O-live, O-live oil

I had heard of the Mediterranean omnipresence of Olive oil, but as with many of Johnny-foreigner’s little foibles, one rather has to see it to believe it.  Although well acquainted with this penthouse-dweller of the food pyramid, I was surprised at both the quantities involved and the variety of its uses.  Indeed I couldn’t hold back an air of polite surprise when, early on in my stay, at a family supper, Papá proceeded to pour what I would have considered to be a weekly recommended allowance of olive oil onto my plate of pasta.  “We have olive oil on everything here!” he boomed, emptying the bottle on his plate.  I had just been introduced to aceite de oliva, a staple of the Spanish diet.

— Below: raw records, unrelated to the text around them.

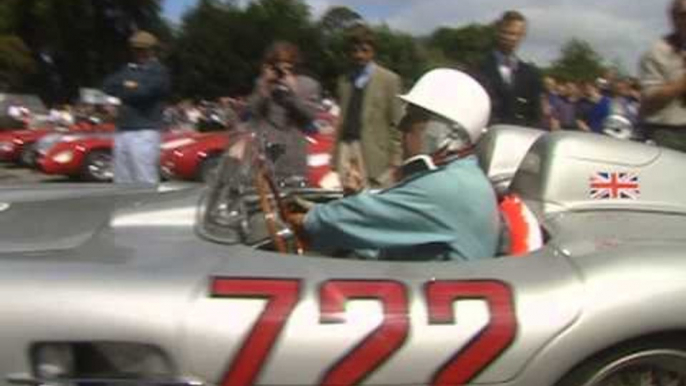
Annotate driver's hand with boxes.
[291,196,316,213]
[288,212,307,233]
[342,159,365,196]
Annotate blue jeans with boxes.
[113,130,160,184]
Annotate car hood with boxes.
[0,185,202,254]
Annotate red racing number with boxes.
[210,278,300,386]
[319,281,410,385]
[210,278,517,386]
[426,281,517,385]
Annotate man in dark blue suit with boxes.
[476,11,543,127]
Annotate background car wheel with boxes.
[198,154,220,182]
[556,338,686,386]
[81,150,113,182]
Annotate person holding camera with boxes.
[248,41,321,181]
[639,0,686,152]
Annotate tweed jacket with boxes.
[333,64,403,179]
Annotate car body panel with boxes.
[38,131,197,177]
[0,129,52,162]
[0,129,686,386]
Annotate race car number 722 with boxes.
[210,277,517,386]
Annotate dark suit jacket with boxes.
[476,53,543,127]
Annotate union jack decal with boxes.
[590,172,641,200]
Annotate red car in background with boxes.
[160,110,337,186]
[0,121,114,166]
[160,131,231,181]
[160,132,334,186]
[37,131,199,182]
[0,129,54,163]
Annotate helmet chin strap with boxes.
[431,145,475,166]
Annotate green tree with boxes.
[427,24,496,68]
[375,25,427,86]
[547,38,604,81]
[0,35,36,92]
[170,0,322,98]
[319,6,364,35]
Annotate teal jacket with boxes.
[304,156,500,260]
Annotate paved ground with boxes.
[0,163,71,183]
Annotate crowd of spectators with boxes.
[541,76,641,133]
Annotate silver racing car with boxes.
[0,127,686,386]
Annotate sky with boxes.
[163,0,671,74]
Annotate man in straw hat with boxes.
[103,31,170,184]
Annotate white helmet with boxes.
[400,68,491,145]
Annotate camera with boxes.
[272,66,286,79]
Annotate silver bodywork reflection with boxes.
[0,127,686,386]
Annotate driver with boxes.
[293,69,500,261]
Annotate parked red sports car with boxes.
[160,132,334,186]
[38,131,199,182]
[0,122,114,166]
[0,129,53,162]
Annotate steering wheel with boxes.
[255,165,306,255]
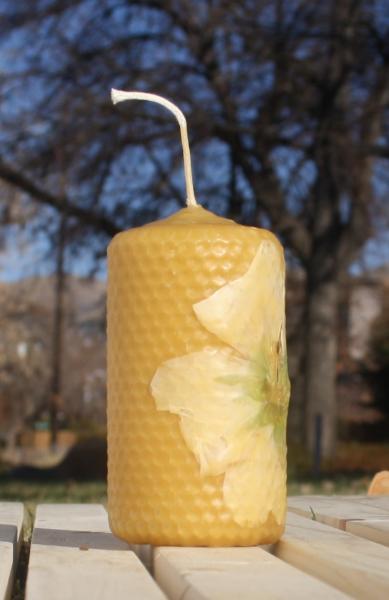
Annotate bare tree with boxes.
[0,0,389,456]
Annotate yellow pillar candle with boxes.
[108,92,289,546]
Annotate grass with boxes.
[0,475,371,508]
[0,475,370,600]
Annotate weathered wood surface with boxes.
[0,502,24,600]
[154,548,348,600]
[288,496,389,529]
[274,513,389,600]
[346,519,389,548]
[0,496,389,600]
[26,504,165,600]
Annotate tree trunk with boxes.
[305,274,338,462]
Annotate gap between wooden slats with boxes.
[0,502,24,600]
[274,513,389,600]
[154,547,348,600]
[26,504,165,600]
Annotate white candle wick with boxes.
[111,89,197,206]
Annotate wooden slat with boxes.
[26,504,165,600]
[288,496,389,529]
[274,513,389,600]
[346,518,389,548]
[0,502,24,600]
[346,496,389,514]
[154,548,348,600]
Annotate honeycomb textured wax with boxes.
[108,207,289,546]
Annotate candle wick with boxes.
[111,89,197,206]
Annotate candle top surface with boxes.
[111,205,283,252]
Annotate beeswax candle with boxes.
[108,93,289,546]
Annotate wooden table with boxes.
[0,496,389,600]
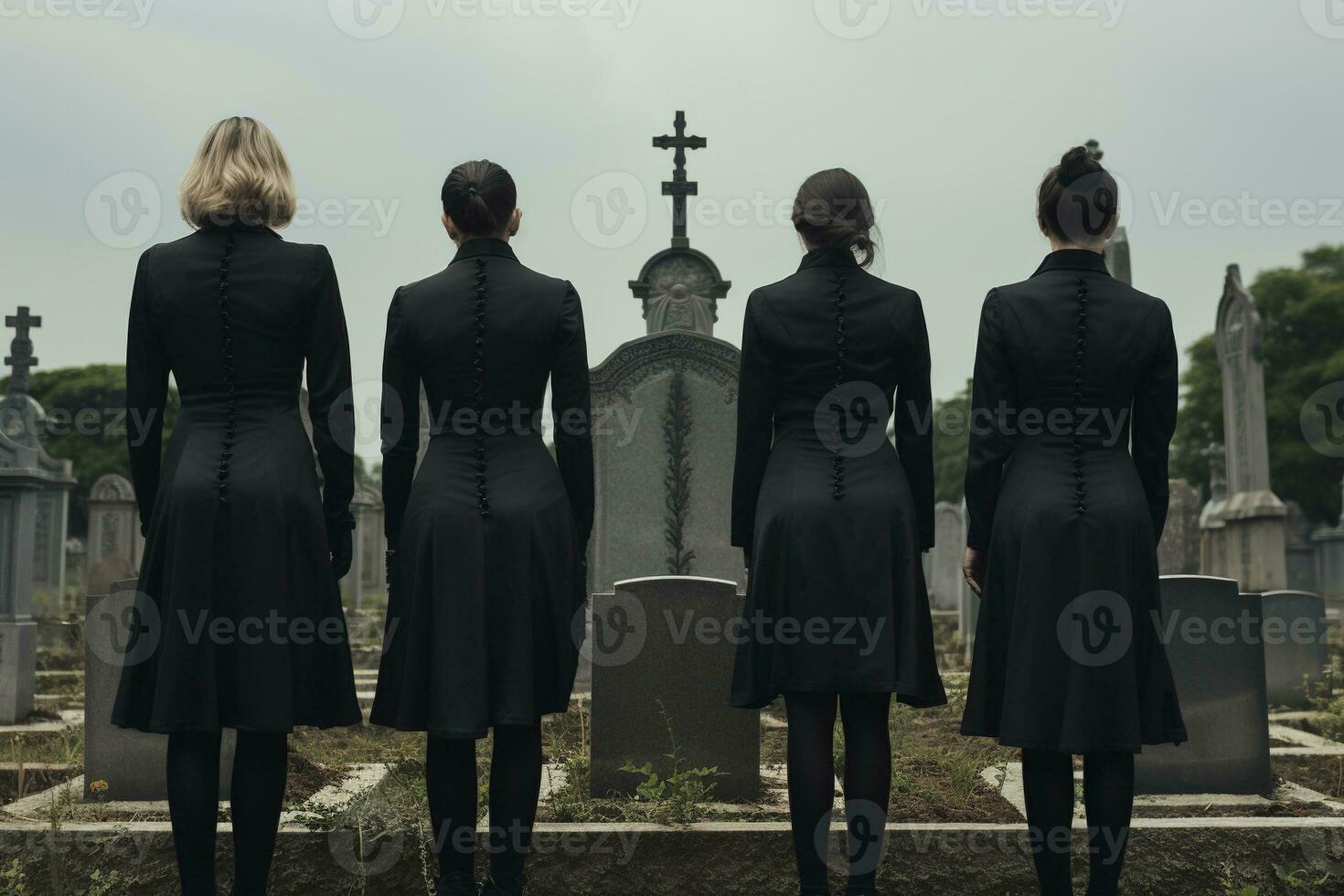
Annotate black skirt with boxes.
[961,442,1186,753]
[731,430,947,708]
[372,434,584,739]
[112,400,361,733]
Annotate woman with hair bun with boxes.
[963,146,1186,896]
[731,168,946,896]
[372,161,592,896]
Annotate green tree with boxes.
[1172,246,1344,523]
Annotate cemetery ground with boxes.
[0,610,1344,896]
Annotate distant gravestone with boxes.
[1157,480,1200,575]
[89,473,145,570]
[584,576,761,799]
[1213,264,1287,592]
[0,307,75,724]
[1261,591,1330,707]
[1136,575,1273,795]
[1312,480,1344,601]
[929,501,966,612]
[83,577,237,802]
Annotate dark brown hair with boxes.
[793,168,878,267]
[1036,146,1120,246]
[441,158,517,238]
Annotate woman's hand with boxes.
[961,548,987,598]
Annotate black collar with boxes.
[1032,249,1110,277]
[452,237,517,263]
[798,240,859,270]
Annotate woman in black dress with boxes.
[963,146,1186,896]
[372,161,592,895]
[731,169,946,895]
[112,118,360,896]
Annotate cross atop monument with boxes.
[4,305,42,395]
[653,110,709,249]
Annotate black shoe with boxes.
[434,870,475,896]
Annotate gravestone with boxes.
[1199,444,1227,575]
[0,307,75,724]
[584,576,761,799]
[1312,480,1344,601]
[929,501,967,613]
[1261,591,1330,708]
[1135,575,1275,795]
[83,574,237,802]
[89,473,145,570]
[1157,480,1200,575]
[1213,264,1287,592]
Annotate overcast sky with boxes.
[0,0,1344,459]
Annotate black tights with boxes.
[425,724,541,893]
[1021,750,1135,896]
[784,692,891,895]
[168,731,289,896]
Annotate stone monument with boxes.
[0,307,75,724]
[1213,264,1287,592]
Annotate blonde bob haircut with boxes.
[180,115,297,227]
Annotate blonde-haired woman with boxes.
[112,118,360,896]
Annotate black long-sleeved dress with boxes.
[963,250,1186,753]
[372,240,592,739]
[112,223,360,732]
[731,241,946,708]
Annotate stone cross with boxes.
[653,110,709,249]
[4,305,42,395]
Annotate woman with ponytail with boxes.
[731,168,946,896]
[372,161,592,896]
[963,146,1186,896]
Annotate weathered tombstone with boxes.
[1213,264,1287,592]
[1157,480,1200,575]
[1285,501,1321,592]
[1261,591,1330,707]
[584,576,761,799]
[1136,575,1275,795]
[1312,475,1344,599]
[929,501,966,612]
[83,574,237,802]
[1199,444,1227,575]
[89,473,145,570]
[0,307,75,724]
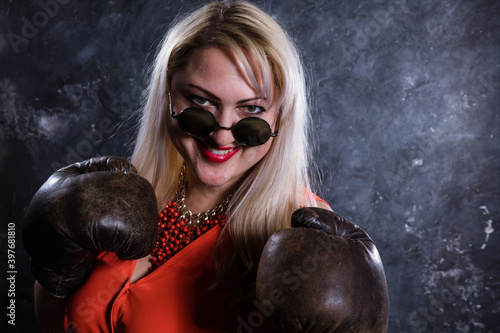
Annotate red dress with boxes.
[66,226,273,333]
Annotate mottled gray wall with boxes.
[0,0,500,332]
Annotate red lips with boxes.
[198,142,241,163]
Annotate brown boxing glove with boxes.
[22,157,158,297]
[256,208,389,333]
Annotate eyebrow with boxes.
[189,84,267,104]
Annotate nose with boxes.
[210,109,236,147]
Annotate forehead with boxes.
[174,47,273,100]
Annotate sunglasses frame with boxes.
[168,90,281,147]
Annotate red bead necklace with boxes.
[149,164,232,272]
[149,198,225,272]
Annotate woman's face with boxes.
[167,47,278,190]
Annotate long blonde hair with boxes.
[132,1,316,271]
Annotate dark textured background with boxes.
[0,0,500,333]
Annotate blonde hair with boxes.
[132,1,316,271]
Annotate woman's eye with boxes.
[243,105,266,114]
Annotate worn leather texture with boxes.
[22,157,158,297]
[256,208,389,333]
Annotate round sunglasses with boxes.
[168,92,279,146]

Olive oil has been a part of mediterreanean life for about as long as anyone can remember.  Homer has been caught waxing lyrical about the merits of this “Liquid Gold”, and as any fule kno, many an ancient athlete would smear up before his chariot race or cross-channel swim.  It is unclear to me which came first:  the ridiculous number of olive tree plantations or the equally preposterous number of uses for olive oil.  The fact remains that olive oil has fuelled lamps, athletes and mediterreanean economies for millennia, and that trend only seems set to continue if my pasta is any indicator.

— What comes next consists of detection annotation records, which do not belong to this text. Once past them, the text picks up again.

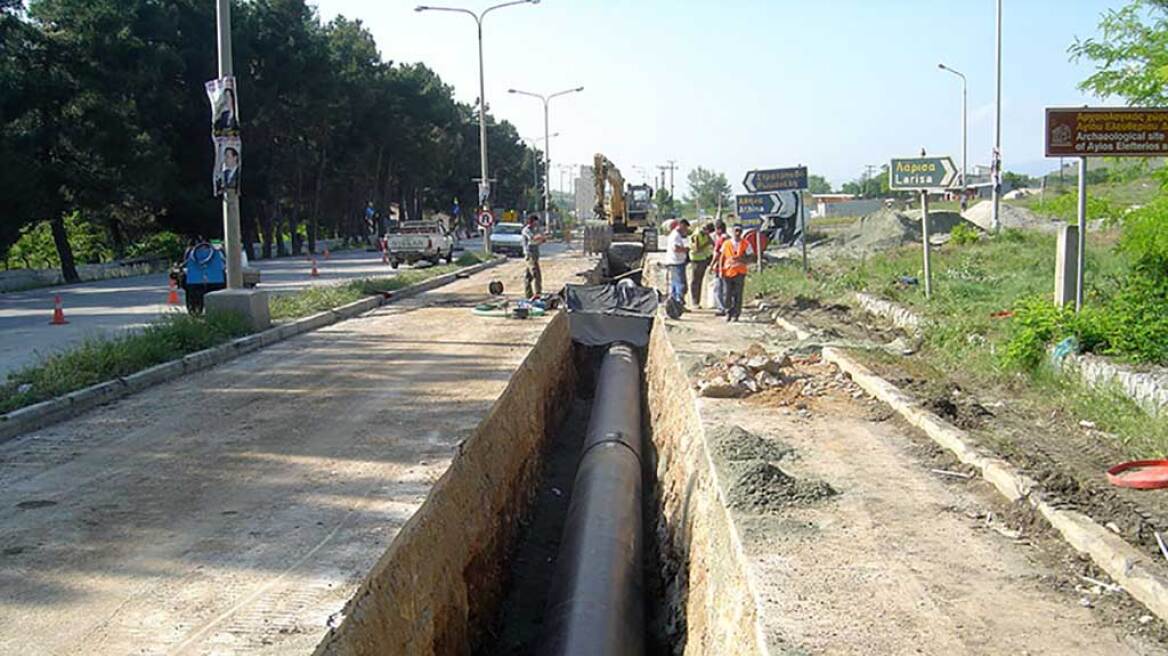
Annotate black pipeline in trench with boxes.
[475,343,665,656]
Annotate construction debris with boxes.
[695,343,864,401]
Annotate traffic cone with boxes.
[49,294,69,326]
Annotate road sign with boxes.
[735,194,783,221]
[888,158,957,189]
[1047,107,1168,158]
[742,166,807,194]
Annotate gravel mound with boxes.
[710,426,794,462]
[726,460,837,512]
[961,201,1059,232]
[836,209,976,253]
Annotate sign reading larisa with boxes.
[1047,107,1168,158]
[888,158,957,189]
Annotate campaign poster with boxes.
[204,77,239,137]
[214,137,243,196]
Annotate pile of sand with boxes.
[961,201,1061,231]
[836,209,978,253]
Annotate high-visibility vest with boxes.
[722,239,749,278]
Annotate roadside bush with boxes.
[950,223,981,246]
[0,313,250,412]
[126,230,187,261]
[1002,295,1114,370]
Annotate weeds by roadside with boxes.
[270,262,465,321]
[0,313,249,412]
[748,230,1168,456]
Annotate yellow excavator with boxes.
[592,153,658,251]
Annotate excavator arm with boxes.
[592,153,627,229]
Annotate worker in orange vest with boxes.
[722,225,751,322]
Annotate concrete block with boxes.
[1055,225,1079,307]
[206,289,272,332]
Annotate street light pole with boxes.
[989,0,1004,232]
[937,64,969,208]
[415,0,540,207]
[215,0,243,289]
[507,86,584,226]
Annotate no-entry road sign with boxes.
[888,158,957,189]
[475,210,495,228]
[742,166,807,194]
[1047,107,1168,158]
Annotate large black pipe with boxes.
[538,343,645,656]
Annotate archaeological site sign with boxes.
[1047,107,1168,158]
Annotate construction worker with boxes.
[689,221,714,308]
[722,225,751,322]
[711,221,726,316]
[665,218,689,307]
[520,214,548,299]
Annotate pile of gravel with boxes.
[961,201,1061,232]
[726,460,837,512]
[836,209,978,253]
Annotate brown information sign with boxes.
[1047,107,1168,158]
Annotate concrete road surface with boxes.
[0,247,588,655]
[0,239,525,379]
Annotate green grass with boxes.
[746,230,1168,456]
[270,262,460,321]
[0,313,249,412]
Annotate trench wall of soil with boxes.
[645,315,767,656]
[315,313,577,656]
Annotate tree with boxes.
[687,167,730,211]
[1070,0,1168,106]
[807,174,832,194]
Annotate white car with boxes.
[491,223,523,257]
[385,221,454,268]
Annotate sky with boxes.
[314,0,1124,195]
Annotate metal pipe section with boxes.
[538,342,645,656]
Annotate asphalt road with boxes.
[0,254,591,656]
[0,239,520,379]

Living up to its reputation as the butter of the south, similar uses are extracted from olive oil in Spain.  Any frying is done with the food fizzing in a pool of oil.   It is also used in cake mixtures.  A typical Spaniard will complete his frugal breakfast with a golden piece of toast, topped off with brown sugar and olive oil.  It can be spread like butter on a baguette, if one is in search of a quick bread-based snack.  Olive oil is present in any tin of absolutely anything.  And as you will have guessed, the composition of Spanish salad dressing is not complicated.  Apart from these more common uses, I have noted more than one olive-oil flavoured ice cream…  With so much of the oil being consumed in one way or another, large stores are kept in a cupboard: 5-litre bottles of olive oil, now there’s something you might struggle to find in Tesco’s/Carrefour.

Not that I am complaining of this olive oil profusion.  Quite apart from filling in my picture of the Spanish way of life, and providing me with a blog post, olive oil is extremely healthy.  According to this possibly biased website, consumption of olive oil helps prevent heart disease, diabetes, breast cancer, high blood pressure, arthritis, gallstones and, in a final flourish that sends all these claims  flying in an explosion of implausibility, the common cold.

2 Comments

Filed under Spanish life

2 Responses to O-live, O-live oil

  1. Hi Felix! I am so loving this blog!

    I used to wonder whether we consumed too much olive oil, as it’s the only kind of oil we buy. But now I have my answer…. Olive oil on toast with brown sugar is not a delicacy that has ever occurred to me, and probably not one I will rush to introduce.

  2. NostalgiaSniffer

    Olive oil was also misguidedly pressed into use as a sun tanning agent in the Dublin of my youth, a fact which might explain why Molly Malone was known as much for her peculiarly sallow complexion as for that plaintive refrain.